See: http://www.brin.ac.uk/wp-content/uploads/2022/01/No-75-December-2021-1.pdf
The link is to the December 2021 edition of Counting Religion in Britain. Its first entry is about an opinion poll on what is acceptable when Jesus’s ethnicity is depicted. The poll was an online survey by YouGov of a national cross-section of 1,714 Britons carried out on 14– 15 December 2021. These were the headline figures:
- 58% of the public think Jesus is usually depicted in images as a white person and 22% as Middle Eastern.
- When asked which racial group he could be depicted as being from, 68% believed Middle Eastern was acceptable, 63% white, 44% black, 40% as South Asian, and 37% as East Asian.
The questions were also put to a sample of 1,023 black, Asian, and minority ethnic adults on 8–16 December 2021. In this case:
- 60% felt it acceptable to depict Jesus as Middle Eastern. In a sub-sample of respondents who were Christian, the result was the same.
More details, including full data tables, can be viewed here.
The linked article – Matthew Smith’s What race can Jesus be? – contains the following paragraphs:
“The image of Christ as a man with white skin and blue eyes would appear to be at odds with what is likely, given the biblical account of his family hailing from the Middle East.
Nevertheless, Britons are far more likely to say they usually see Jesus being depicted as White (58%) than Middle Eastern (22%).
This is despite the fact that a Middle Eastern Jesus is the one that makes most sense to Britons. Two thirds (68%) say it would be acceptable to depict Christ as having Middle Eastern racial characteristics, compared to only 9% who disagree.”
The article also gives age-related data. “There is a noticeable age difference on these two characterisations: while opinion is near identical across all ages for a Middle Eastern Jesus, younger Britons are less accepting of a White saviour (51% of 18-24 year olds, 61% of 25-49 year olds) than their elders (66-67% of those aged 50 and above).”
Some ideas for basing teaching on the research now follow.
- As with the representations of Muslims and Islam in the British media research, decide where to include the material in your curriculum. It could be in a topic on Christianity, Jesus, religion and the arts, or religion and social or community cohesion.

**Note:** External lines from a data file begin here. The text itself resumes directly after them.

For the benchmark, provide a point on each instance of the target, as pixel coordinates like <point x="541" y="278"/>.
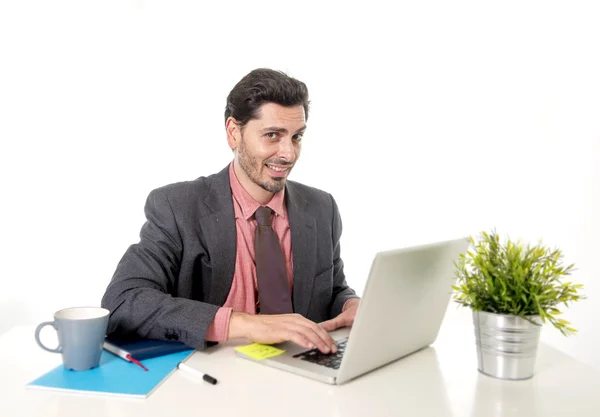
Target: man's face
<point x="268" y="147"/>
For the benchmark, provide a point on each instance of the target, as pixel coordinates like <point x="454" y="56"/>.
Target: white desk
<point x="439" y="381"/>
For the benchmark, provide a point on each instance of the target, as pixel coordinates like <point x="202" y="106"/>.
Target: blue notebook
<point x="114" y="376"/>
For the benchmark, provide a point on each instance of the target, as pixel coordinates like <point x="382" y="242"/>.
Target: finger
<point x="300" y="340"/>
<point x="323" y="336"/>
<point x="316" y="339"/>
<point x="330" y="325"/>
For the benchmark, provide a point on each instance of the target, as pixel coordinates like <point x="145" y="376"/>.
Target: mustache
<point x="281" y="162"/>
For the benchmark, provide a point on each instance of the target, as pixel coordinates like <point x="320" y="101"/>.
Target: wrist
<point x="238" y="325"/>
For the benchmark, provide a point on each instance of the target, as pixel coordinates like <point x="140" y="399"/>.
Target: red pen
<point x="122" y="354"/>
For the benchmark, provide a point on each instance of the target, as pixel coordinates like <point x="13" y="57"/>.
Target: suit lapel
<point x="220" y="233"/>
<point x="304" y="248"/>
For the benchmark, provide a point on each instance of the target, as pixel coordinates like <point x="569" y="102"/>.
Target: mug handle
<point x="37" y="336"/>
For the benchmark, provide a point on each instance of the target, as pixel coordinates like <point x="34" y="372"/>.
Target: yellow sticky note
<point x="258" y="351"/>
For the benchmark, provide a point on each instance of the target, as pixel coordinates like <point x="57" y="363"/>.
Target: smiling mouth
<point x="278" y="168"/>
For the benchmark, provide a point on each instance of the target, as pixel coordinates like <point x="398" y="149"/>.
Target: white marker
<point x="196" y="372"/>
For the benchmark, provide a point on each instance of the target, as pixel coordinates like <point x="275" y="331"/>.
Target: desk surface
<point x="441" y="380"/>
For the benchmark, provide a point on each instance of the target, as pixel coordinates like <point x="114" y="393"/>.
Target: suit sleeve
<point x="139" y="295"/>
<point x="341" y="291"/>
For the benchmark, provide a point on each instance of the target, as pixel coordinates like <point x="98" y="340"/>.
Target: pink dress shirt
<point x="243" y="296"/>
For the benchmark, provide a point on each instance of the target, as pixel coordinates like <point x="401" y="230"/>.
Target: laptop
<point x="401" y="311"/>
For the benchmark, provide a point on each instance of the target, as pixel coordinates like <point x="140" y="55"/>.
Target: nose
<point x="287" y="150"/>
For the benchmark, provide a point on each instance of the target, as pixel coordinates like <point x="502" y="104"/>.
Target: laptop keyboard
<point x="330" y="360"/>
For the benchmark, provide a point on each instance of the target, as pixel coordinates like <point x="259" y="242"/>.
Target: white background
<point x="429" y="120"/>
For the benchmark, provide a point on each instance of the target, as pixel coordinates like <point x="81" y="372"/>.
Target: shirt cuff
<point x="345" y="306"/>
<point x="219" y="328"/>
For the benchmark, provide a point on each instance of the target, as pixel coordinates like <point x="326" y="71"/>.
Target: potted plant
<point x="512" y="290"/>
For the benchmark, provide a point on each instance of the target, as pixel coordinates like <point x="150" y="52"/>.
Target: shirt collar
<point x="248" y="204"/>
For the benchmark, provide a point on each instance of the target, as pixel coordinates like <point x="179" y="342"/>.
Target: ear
<point x="234" y="133"/>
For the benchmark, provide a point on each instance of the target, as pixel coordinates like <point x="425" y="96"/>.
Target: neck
<point x="258" y="193"/>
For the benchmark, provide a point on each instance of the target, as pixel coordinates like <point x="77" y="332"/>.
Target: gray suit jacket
<point x="170" y="285"/>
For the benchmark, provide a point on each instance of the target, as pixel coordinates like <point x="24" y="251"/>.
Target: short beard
<point x="249" y="164"/>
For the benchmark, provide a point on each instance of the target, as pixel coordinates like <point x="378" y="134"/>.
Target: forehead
<point x="272" y="114"/>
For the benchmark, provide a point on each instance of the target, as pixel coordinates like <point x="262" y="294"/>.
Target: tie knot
<point x="263" y="216"/>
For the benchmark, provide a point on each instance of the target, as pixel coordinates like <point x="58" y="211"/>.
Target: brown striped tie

- Within a lesson, it also has various possible uses (introduction, main task(s), plenary, or summary). In the outline given below, the idea is that pupils will be initially engaged by images rather than statistics.

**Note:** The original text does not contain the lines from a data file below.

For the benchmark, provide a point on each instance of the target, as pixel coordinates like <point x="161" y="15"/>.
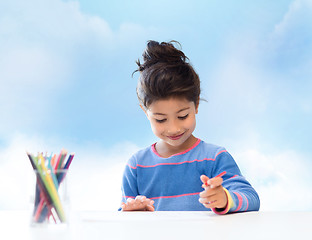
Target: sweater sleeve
<point x="241" y="195"/>
<point x="129" y="180"/>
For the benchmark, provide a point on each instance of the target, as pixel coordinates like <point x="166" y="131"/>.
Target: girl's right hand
<point x="140" y="203"/>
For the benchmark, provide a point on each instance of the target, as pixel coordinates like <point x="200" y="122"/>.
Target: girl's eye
<point x="160" y="120"/>
<point x="183" y="117"/>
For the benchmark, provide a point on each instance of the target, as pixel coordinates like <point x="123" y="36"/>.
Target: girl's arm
<point x="241" y="196"/>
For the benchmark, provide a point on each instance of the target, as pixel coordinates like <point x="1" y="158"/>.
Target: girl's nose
<point x="173" y="128"/>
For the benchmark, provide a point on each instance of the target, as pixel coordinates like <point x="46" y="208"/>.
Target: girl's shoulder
<point x="211" y="150"/>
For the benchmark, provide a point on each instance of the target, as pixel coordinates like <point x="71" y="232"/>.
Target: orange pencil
<point x="219" y="175"/>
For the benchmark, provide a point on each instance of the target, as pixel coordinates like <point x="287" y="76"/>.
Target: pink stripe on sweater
<point x="159" y="164"/>
<point x="178" y="163"/>
<point x="187" y="150"/>
<point x="240" y="201"/>
<point x="175" y="196"/>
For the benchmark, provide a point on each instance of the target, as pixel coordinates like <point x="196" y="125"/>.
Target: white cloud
<point x="282" y="179"/>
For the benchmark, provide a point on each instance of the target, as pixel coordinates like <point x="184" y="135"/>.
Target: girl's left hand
<point x="214" y="195"/>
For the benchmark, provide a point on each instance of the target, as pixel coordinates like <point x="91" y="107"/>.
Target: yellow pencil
<point x="52" y="190"/>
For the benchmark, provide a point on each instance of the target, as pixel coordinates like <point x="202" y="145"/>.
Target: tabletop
<point x="161" y="225"/>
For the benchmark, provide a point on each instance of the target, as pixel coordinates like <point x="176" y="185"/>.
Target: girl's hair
<point x="164" y="73"/>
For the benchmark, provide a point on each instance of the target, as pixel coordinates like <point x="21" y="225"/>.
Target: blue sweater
<point x="174" y="183"/>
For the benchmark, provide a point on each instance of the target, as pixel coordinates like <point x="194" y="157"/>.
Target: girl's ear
<point x="196" y="106"/>
<point x="144" y="110"/>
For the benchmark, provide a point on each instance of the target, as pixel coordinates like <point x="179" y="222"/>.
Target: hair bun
<point x="164" y="52"/>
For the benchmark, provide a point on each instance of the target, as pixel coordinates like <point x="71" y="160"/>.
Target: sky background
<point x="65" y="82"/>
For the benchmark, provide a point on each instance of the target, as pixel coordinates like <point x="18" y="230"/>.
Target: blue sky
<point x="65" y="74"/>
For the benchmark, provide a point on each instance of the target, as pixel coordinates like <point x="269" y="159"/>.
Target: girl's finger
<point x="204" y="179"/>
<point x="215" y="182"/>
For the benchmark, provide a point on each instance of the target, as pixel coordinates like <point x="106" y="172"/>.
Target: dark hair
<point x="164" y="73"/>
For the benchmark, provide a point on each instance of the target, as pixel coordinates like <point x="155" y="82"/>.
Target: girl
<point x="172" y="173"/>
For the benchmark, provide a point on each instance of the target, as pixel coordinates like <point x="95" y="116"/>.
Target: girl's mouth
<point x="175" y="137"/>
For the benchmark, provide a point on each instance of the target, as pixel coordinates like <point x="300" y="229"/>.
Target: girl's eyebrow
<point x="181" y="110"/>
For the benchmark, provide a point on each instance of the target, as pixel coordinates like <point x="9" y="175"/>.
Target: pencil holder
<point x="51" y="200"/>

- You could begin by presenting a series of images of Jesus, varying by ethnic or other appearance, and asking pupils to respond to each. Where is it from? What is the artist trying to convey? What else strikes you? Which is most likely to ne historically accurate and why? In looking for images, you might start at Jen Jenkins’s superb RE:engaging collection of (mainly) Christian iconography from different traditions it/6AcFrY2 We are very grateful to Jen for this resource.
- Then introduce the YouGov poll, talking briefly through some headline data before giving pupils a more detailed datasheet to discuss in pairs or groups. Why do you think British people are much more likely to see Jesus depicted as White than Middle Eastern? Why is there a big difference between the Jesus most British people would expect to see and the depiction of Jesus that makes most sense to them? Why do you think younger people are less accepting of the idea of a White Jesus?
- Finally, take and discuss feedback of ideas from pairs or groups. This could precede a concluding discussion on why all this matters. Is it only a question of historical accuracy, or is more at stake? For Justine Ball, a dominant White depiction of Jesus “does not allow an opportunity for all children regardless of their background to see themselves in the teaching resources used and is something which suggests that a colonised curriculum is present in RE”. See Justine Ball, An approach to decolonising teaching about Jesus in primary schools.
Justine’s piece describes her own research in this area and makes practice recommendations, including that we should not only consider what we present, but what we leave out; that Jesus’s Jewish context should be referenced; and that “the artwork that teachers use should not only reflect the worldwide global nature of Christianity, but also reflect the multicultural nature of Christianity in the UK.”